Single by the Fleetwoods

from the album Mr. Blue
- B-side: "You Mean Everything to Me"
- Released: 1959
- Genre: Pop
- Length: 2:26
- Label: Dolton 5
- Songwriter: DeWayne Blackwell
- Producer: Kearney Barton

The Fleetwoods singles chronology
| "Graduation's Here" (1959) | "Mr. Blue" (1959) | "You Mean Everything to Me" (1959) |

= Mr. Blue =

"Mr. Blue" is a popular song written by DeWayne Blackwell that was a hit for the Fleetwoods, reaching number one on the Billboard Hot 100 in November 1959, giving the group its second chart-topping hit of the year. Roy Lanham played guitar on the track, and Si Zentner played the trombone.

==Chart positions==

| Chart (1959) | Peak position |
|---|---|
| Canada (CHUM Hit Parade) | 1 |
| Italy | 7 |
| U.S. Billboard Hot 100 | 1 |
| U.S. Billboard Hot R&B Sides | 3 |

===All-time charts===

| Chart (1958-2018) | Position |
|---|---|
| US Billboard Hot 100 | 231 |

==Other versions==
- The song was covered in 1959 by David MacBeth, whose Joe Meek produced version reached number 18 on the UK Singles Chart, spending one week in the Top 20.
- Bob Dylan demoed the song with The Band in a recording that is featured on The Bootleg Series Vol. 11: The Basement Tapes Complete. He also performed the song live 26 times in 2024.
- Village People construction worker David Hodo performed the song as "Kid Danger and the Skirts" on the first season of Star Search in 1983. He won his heat, but was defeated in the final by country band Sawyer Brown.
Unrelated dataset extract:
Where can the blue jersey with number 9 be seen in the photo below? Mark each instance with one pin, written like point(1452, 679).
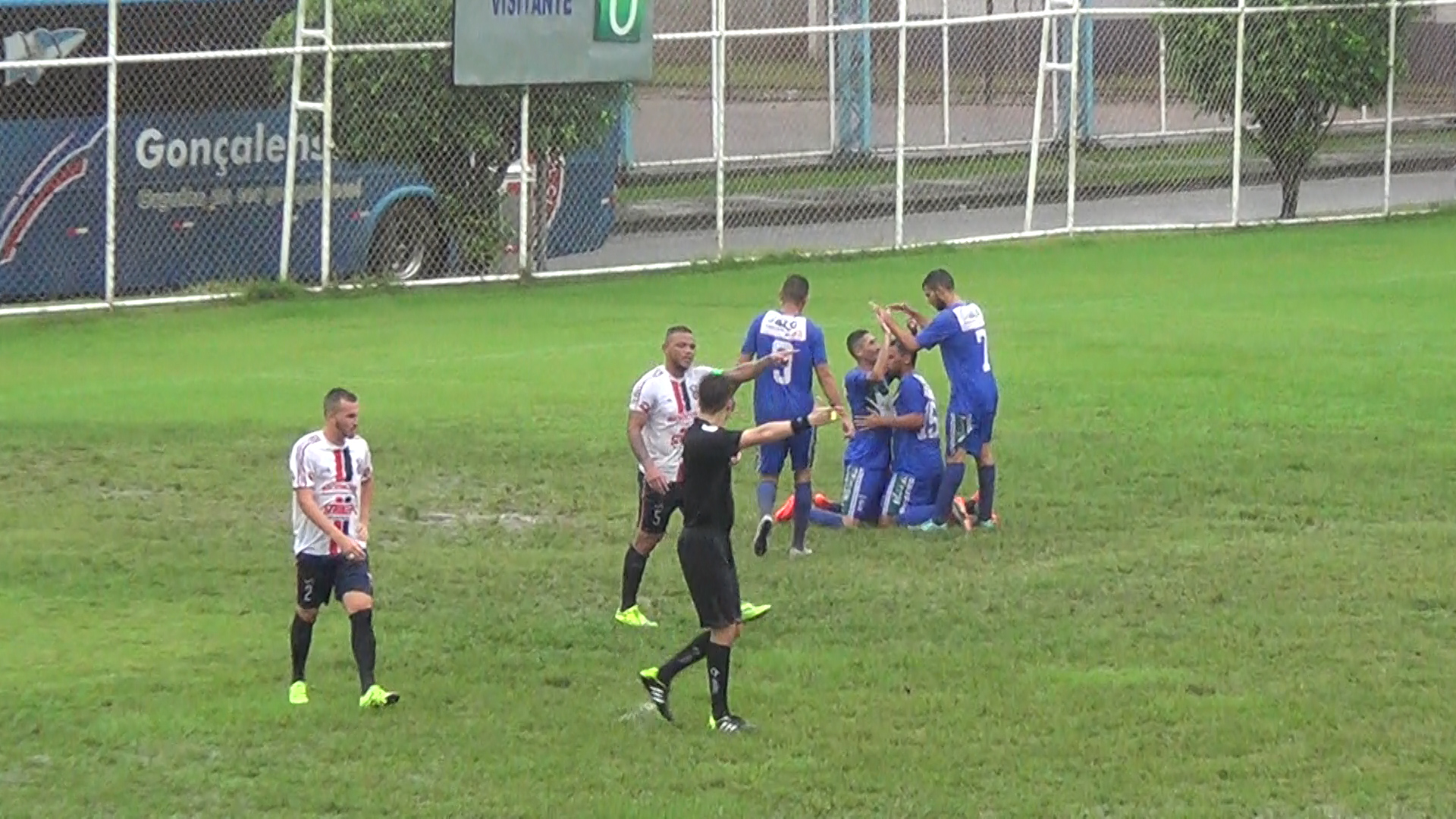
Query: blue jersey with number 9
point(781, 394)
The performance can be viewed on YouTube.

==Pop culture==

=== Films ===

- National Lampoon's Vacation (briefly)
- Diner, in which the song is played in the background while characters converse at the restaurant and the film's action takes place a few weeks after the release of the song.
- A Brighter Summer Day (briefly)
- Captain America: Brave New World, in which Dr. Samuel Sterns / Leader (Tim Blake Nelson) created a form of mind control—which he used on various characters, including Isaiah Bradley—by using flashes of light to plant commands into their subconscious and using the song as a trigger to activate them. Sterns chose this song because he previously used the name "Mr. Blue" as an alias when communicating with Bruce Banner in The Incredible Hulk.

=== Television Series ===

- Watchmen

==See also==
- List of Hot 100 number-one singles of 1959 (U.S.)